The use of the yellow city bikes bike-sharing system in the Helsinki metropolitan area is more popular among young people with higher education and with higher incomes than among the rest. This is one of the findings of a new master’s thesis.
The master’s thesis in Social Sciences of Sport by Tuija Mikkonen examines the users and non-users of city bikes in Helsinki, Espoo and Vantaa. She produced her thesis in cooperation with Helsinki Region Transport HSL.
“We possess knowledge of the use and the reasons for the use of city bikes. We knew less about the reasons for not using city bikes,” says HSL Senior Advisor Tarja Jääskeläinen, who supervised Mikkonen’s thesis at HSL.
“We wanted to study this subject more, in order to be better able to plan the future of the city bikes bike-sharing system and to promote sustainable mobility.”
The number of bike-sharing systems has been on a sharp rise in Finland in recent years, as well as in many other countries. The first comprehensive bike-sharing system in Finland was the city bikes system launched in Helsinki in 2016, after which many other cities have followed suit. Bike-sharing is seen as one of the best mobility solutions in the fight against climate change. In addition, bike-sharing can generate significant health and economic benefits.
Previous surveys have shown that the current bike-sharing systems do not serve all potential users equally, and the users of bike-sharing represent a homogeneous group.
Users of bike-sharing are more educated and have higher incomes than average
Mikkonen’s master’s thesis explains that there are several statistically significant differences between bike-sharing users and non-users. Average bike-sharing users are younger and have higher degrees and higher incomes than non-users. Furthermore, the perceived ability to function and health of bike-sharing users are better than average.
Mikkonen discovered for her thesis that the main reasons for opting for bike-sharing were practicality and independence of timetables. Non-use by respondents was often due to the use of their own bikes or a feeling that the system was difficult to use. Non-use in Espoo and Vantaa was more often than in Helsinki due to lack of bike-sharing docking stations along the respondents’ way.

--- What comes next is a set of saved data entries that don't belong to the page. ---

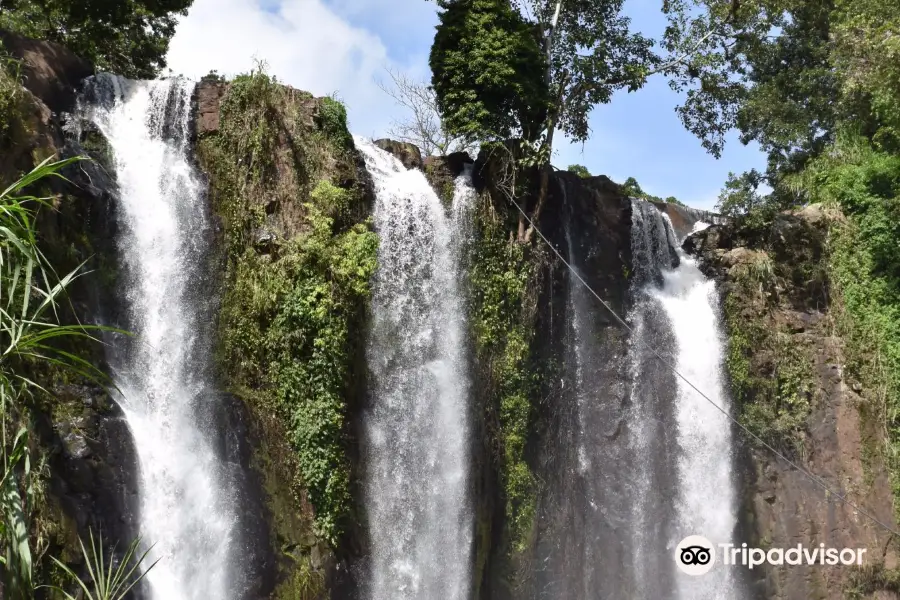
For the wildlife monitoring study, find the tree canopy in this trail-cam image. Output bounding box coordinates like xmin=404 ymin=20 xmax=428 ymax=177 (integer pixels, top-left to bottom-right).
xmin=430 ymin=0 xmax=549 ymax=144
xmin=430 ymin=0 xmax=660 ymax=242
xmin=567 ymin=164 xmax=592 ymax=177
xmin=664 ymin=0 xmax=900 ymax=213
xmin=430 ymin=0 xmax=656 ymax=151
xmin=0 ymin=0 xmax=192 ymax=78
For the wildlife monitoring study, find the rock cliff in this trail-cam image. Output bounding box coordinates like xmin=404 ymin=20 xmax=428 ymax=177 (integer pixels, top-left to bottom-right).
xmin=688 ymin=208 xmax=900 ymax=600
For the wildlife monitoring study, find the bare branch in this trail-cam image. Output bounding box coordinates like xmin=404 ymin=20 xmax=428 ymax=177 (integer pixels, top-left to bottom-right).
xmin=376 ymin=67 xmax=476 ymax=157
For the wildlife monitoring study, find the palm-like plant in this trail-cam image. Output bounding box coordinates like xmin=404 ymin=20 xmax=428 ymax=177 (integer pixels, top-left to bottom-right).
xmin=0 ymin=156 xmax=128 ymax=598
xmin=49 ymin=532 xmax=158 ymax=600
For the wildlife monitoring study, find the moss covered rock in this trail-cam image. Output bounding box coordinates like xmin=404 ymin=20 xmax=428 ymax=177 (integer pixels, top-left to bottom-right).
xmin=195 ymin=71 xmax=376 ymax=596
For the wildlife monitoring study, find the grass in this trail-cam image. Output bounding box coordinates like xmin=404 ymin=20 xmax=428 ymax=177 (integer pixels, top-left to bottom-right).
xmin=0 ymin=157 xmax=124 ymax=598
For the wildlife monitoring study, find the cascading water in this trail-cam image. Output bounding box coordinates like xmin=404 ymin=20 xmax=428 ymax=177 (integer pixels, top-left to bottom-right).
xmin=77 ymin=75 xmax=238 ymax=600
xmin=653 ymin=218 xmax=740 ymax=599
xmin=543 ymin=197 xmax=740 ymax=599
xmin=624 ymin=199 xmax=681 ymax=598
xmin=631 ymin=199 xmax=740 ymax=599
xmin=356 ymin=138 xmax=474 ymax=600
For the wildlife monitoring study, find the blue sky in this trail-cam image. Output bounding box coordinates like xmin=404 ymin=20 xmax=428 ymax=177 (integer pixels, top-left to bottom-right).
xmin=167 ymin=0 xmax=767 ymax=210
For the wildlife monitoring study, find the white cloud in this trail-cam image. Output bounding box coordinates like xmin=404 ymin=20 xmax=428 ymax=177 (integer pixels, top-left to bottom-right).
xmin=166 ymin=0 xmax=431 ymax=138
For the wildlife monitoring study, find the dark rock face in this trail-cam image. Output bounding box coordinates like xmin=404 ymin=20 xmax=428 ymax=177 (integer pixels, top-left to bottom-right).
xmin=0 ymin=29 xmax=93 ymax=113
xmin=423 ymin=151 xmax=474 ymax=204
xmin=424 ymin=151 xmax=473 ymax=178
xmin=373 ymin=138 xmax=423 ymax=170
xmin=687 ymin=208 xmax=900 ymax=600
xmin=195 ymin=392 xmax=278 ymax=598
xmin=530 ymin=171 xmax=635 ymax=600
xmin=44 ymin=385 xmax=140 ymax=543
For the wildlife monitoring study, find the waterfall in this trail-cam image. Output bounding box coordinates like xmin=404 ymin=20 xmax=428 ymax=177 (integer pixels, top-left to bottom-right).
xmin=544 ymin=197 xmax=740 ymax=599
xmin=355 ymin=138 xmax=474 ymax=600
xmin=631 ymin=199 xmax=740 ymax=599
xmin=652 ymin=223 xmax=740 ymax=599
xmin=624 ymin=199 xmax=681 ymax=598
xmin=77 ymin=75 xmax=238 ymax=600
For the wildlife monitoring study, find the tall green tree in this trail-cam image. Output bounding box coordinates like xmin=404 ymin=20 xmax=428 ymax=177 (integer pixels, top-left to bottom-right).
xmin=664 ymin=0 xmax=844 ymax=178
xmin=664 ymin=0 xmax=900 ymax=212
xmin=0 ymin=0 xmax=192 ymax=78
xmin=430 ymin=0 xmax=549 ymax=144
xmin=431 ymin=0 xmax=658 ymax=241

“The ease of use of the system should be improved in all possible aspects,” Jääskeläinen says, adding that the current bike-sharing agreements in the cities served by HSL are effective until 2025. “Our goal is to have increasingly diverse users for the city bikes in the future.”
The data for the thesis was gathered in December 2019 with an online survey through HSL’s customer feedback channels. The survey was taken by 3,400 respondents, 40 percent of whom had used HSL city bikes and 60 percent had not.
Well planned is more than half done
A bike-sharing system is usually an expensive investment, so it should be planned with care.
“It should be investigated well in advance whether bike-sharing is truly the right answer to the question of raising the share of cycling of all journeys in the city or in the municipality. It should also be noted that the potential benefits of the system are not achieved if the system has no users or if the use of the system increases only among those users who would favour sustainable modes of transit in any case,” Mikkonen says.
The city bikes bike-sharing system seems to have had an overall beneficial effect on cycling in the Helsinki metropolitan area. For example, about 30 percent of city bikes users in Helsinki, about 40 percent in Espoo and nearly 50 percent in Vantaa, reported in the user surveys having replaced journeys by private car with city bikes. The number of journeys with city bikes is so high in Helsinki and Espoo that it boosts growth in cycling overall. So far the use of the city bikes system has been modest in Vantaa.